15.4.2013

Sozial ist etwas, auf das ein Anspruch besteht

Meine sehr prinzipielle Abneigung, mich an „wohltätigen“ Spenden zu beteiligen, läßt sich gelegentlich nur schwer vermitteln. Wenn mich Aktivisten vom ASB um eine Spende bitten, versuche ich, mein Nein mit der Antwort zu begründen: „Ich zahle einen ganzen Batzen Steuern, und wähle eine Partei, die vorhat, mit diesem Geld vernünftig umzugehen“. Das ist ein Argument, das von Überheblichkeit nur so strotzt (obwohl es inhaltlich mE. völlig richtig ist), und mit dem ich mir bloß verwunderte Blicke einhandle.

Neulich standen vor einem Supermarkt in Hamburg-Winterhude (in dem ich regelmäßig einkaufe, und der generell ein eher gutbetuchtes Publikum adressiert) zwei Mädchen im Teenager-Alter, die Werbung machten, beim Einkauf einen Artikel mehr zu kaufen, als man selber braucht, um diesen dann den Tafeln zu spenden. Ich habe mich um sie herumgedrückt – ich hatte keine Ahnung, wie ich in kurzen Worten erkläre, warum ich es für einen prinzipiellen Fehler halte, bei solch einer Aktion mitzumachen.

Scheinbar schlägt man mit der Unterstützung der Tafeln gleich zwei Fliegen mit einer Klappe: man verhindert die Entsorgung von noch eßbaren Lebensmitteln in den Müllcontainer, und lindert den offensichtlichen Hunger von Mitbürgern in der eigenen Nachbarschaft.
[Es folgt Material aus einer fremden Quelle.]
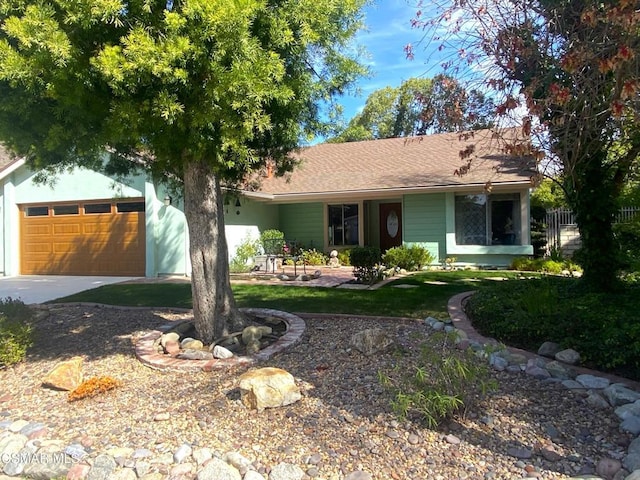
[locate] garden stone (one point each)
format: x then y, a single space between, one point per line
191 344
537 372
169 337
437 326
619 394
217 469
549 349
597 401
628 410
286 471
608 467
103 466
65 375
569 356
191 354
591 381
631 425
268 388
558 370
371 341
220 352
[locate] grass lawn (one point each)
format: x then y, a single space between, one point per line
429 297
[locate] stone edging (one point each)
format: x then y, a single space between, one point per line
460 321
148 355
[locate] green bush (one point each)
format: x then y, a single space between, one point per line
527 313
16 331
246 251
442 382
366 262
410 258
272 242
313 257
627 235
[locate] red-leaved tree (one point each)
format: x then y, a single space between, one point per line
569 71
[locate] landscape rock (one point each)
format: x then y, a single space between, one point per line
65 375
619 394
268 387
549 349
569 356
371 341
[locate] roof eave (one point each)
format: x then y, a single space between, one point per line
307 197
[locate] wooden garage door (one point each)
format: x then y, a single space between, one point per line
91 238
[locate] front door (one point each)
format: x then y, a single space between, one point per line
390 225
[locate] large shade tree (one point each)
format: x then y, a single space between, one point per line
202 92
417 107
569 69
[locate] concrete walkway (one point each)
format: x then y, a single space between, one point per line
43 288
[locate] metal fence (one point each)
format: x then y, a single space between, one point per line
562 230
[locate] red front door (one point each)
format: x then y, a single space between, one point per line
390 225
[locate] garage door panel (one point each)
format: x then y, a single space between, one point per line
84 244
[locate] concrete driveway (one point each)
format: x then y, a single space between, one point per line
42 288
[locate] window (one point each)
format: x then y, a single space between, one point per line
37 211
66 210
488 219
125 207
343 224
97 208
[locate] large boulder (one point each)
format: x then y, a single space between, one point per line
268 388
371 341
65 375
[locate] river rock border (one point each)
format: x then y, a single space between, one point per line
147 353
602 391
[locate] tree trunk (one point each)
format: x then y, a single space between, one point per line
214 308
594 199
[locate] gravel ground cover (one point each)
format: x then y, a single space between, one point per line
343 424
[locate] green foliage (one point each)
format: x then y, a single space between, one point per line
245 252
545 265
366 264
627 235
441 382
526 313
416 107
272 242
313 257
411 258
16 331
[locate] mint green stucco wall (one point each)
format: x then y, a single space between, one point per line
424 222
247 221
303 223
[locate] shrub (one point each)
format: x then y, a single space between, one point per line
92 387
313 257
344 257
444 381
410 258
526 313
16 331
272 242
366 261
246 251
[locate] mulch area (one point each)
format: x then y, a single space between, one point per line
344 421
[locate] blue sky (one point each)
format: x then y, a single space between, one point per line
388 31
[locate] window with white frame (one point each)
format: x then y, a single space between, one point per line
488 219
343 224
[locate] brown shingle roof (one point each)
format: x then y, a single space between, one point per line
397 164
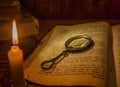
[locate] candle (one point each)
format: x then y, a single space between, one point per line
15 56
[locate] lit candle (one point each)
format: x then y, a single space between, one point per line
15 56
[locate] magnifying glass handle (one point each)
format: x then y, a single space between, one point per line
49 64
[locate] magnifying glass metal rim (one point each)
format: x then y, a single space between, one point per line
80 48
69 48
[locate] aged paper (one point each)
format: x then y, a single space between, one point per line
87 68
116 50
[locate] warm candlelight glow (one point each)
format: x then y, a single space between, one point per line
15 55
14 33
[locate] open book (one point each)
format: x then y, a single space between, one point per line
99 66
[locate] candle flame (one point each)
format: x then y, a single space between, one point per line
14 33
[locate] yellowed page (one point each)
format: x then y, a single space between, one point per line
116 50
88 68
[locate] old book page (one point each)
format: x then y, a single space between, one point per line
87 68
116 50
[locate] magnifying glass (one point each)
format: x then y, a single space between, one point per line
75 44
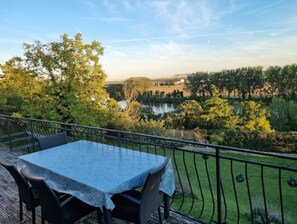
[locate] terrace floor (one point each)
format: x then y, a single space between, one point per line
9 206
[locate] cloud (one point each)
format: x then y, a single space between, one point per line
106 19
181 15
264 8
194 36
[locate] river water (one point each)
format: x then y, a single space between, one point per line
158 108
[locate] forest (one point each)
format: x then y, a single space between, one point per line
64 81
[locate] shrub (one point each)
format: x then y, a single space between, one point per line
274 142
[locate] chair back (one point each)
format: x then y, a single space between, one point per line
25 190
52 140
50 204
150 197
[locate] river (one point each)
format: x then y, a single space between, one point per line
158 108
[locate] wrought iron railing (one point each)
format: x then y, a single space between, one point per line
214 184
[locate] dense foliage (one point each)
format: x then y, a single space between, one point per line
64 81
246 82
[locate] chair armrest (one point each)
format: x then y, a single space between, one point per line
129 197
67 201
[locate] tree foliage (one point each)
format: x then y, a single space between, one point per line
254 117
283 114
136 85
61 81
218 113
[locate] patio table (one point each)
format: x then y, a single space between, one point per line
94 172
Tatsächlich jedoch beteiligt man sich dabei an der Fortschreibung bestehender gesellschaftlicher Zustände, in denen die Produktion (und anschließende Vernichtung) von Überschüssen Hand in Hand geht mit der Produktion von existentieller Not. Die Tafeln verschieben das Problem in Richtung privater Philanthropie, wodurch die öffentliche Hand vom Druck entlastet wird, sich eines Problems anzunehmen, das letztlich nur sie lösen könnte[1].

Stefan Selke hat bei Telepolis sein Buch über seine „Reise eines öffentlichen Soziologen durch das Land der Tafeln und Suppenküchen“ vorgestellt. Der Text enthält einige methodologische Überlegungen über die Wissenschaft der Soziologie, die im Zusammenhang vielleicht weniger interessant sind; er bietet aber auch reichlich Argumente für meinen Standpunkt.

Dies sind mE. die zentralen Sätze:

Tafeln sind schambesetzte Stressräume, in denen um kleinste Gaben konkurriert wird. Sozial ist das alles nicht. Sozial ist etwas, auf das ein Anspruch besteht. Almosen sind, auch bei aller Freundlichkeit und Nettigkeit, gerade nicht sozial. Letztlich sind Tafeln eine wirtschaftliche und politische, aber keine soziale Lösung.

Tafeln sind nichts anderes als gesellschaftlich arrangierte Bedürftigkeit.

Sie sind Verharmlosungsagenturen, die nicht für Gerechtigkeit sorgen, sondern das Bedürfnis nach Verdrängung bedienen.

(Umformatierung und Hervorhebung von mir).

Das Zitat oben basiert nicht auf philosophisch-theoretischen Überlegungen, sondern stammt von jemand, der sich die realen Verhältnisse vor Ort angesehen hat.

  1. [1] Ich bin gerade so wütend, daß ich zumindest eine Anmerkung darüber loswerden muß, was man tun könnte - in dem einzigen Vorgehen, das in einer demokratisch verfaßten Gesellschaft funktionieren kann: Geht wählen. Laßt euch wählen; stellt euch der Wahl in all den unterschiedlichen Gremien, die heute noch einigermaßen funktionieren. Macht euch wählbar; lernt die Rhetorik der Stammtische wie auch jene der selbstbezüglichen Kaste der Parteipolitiker. Vertretet eure eigenen Interessen, wie auch die Lobby der Industrie das tut; hört auf zu träumen, und vertretet eure Interessen pragmatisch, mit einer Rhetorik, die die jeweils Mächtigen verstehen. Werdet pragmatisch in eurem Reden. Stellt euch der Politik.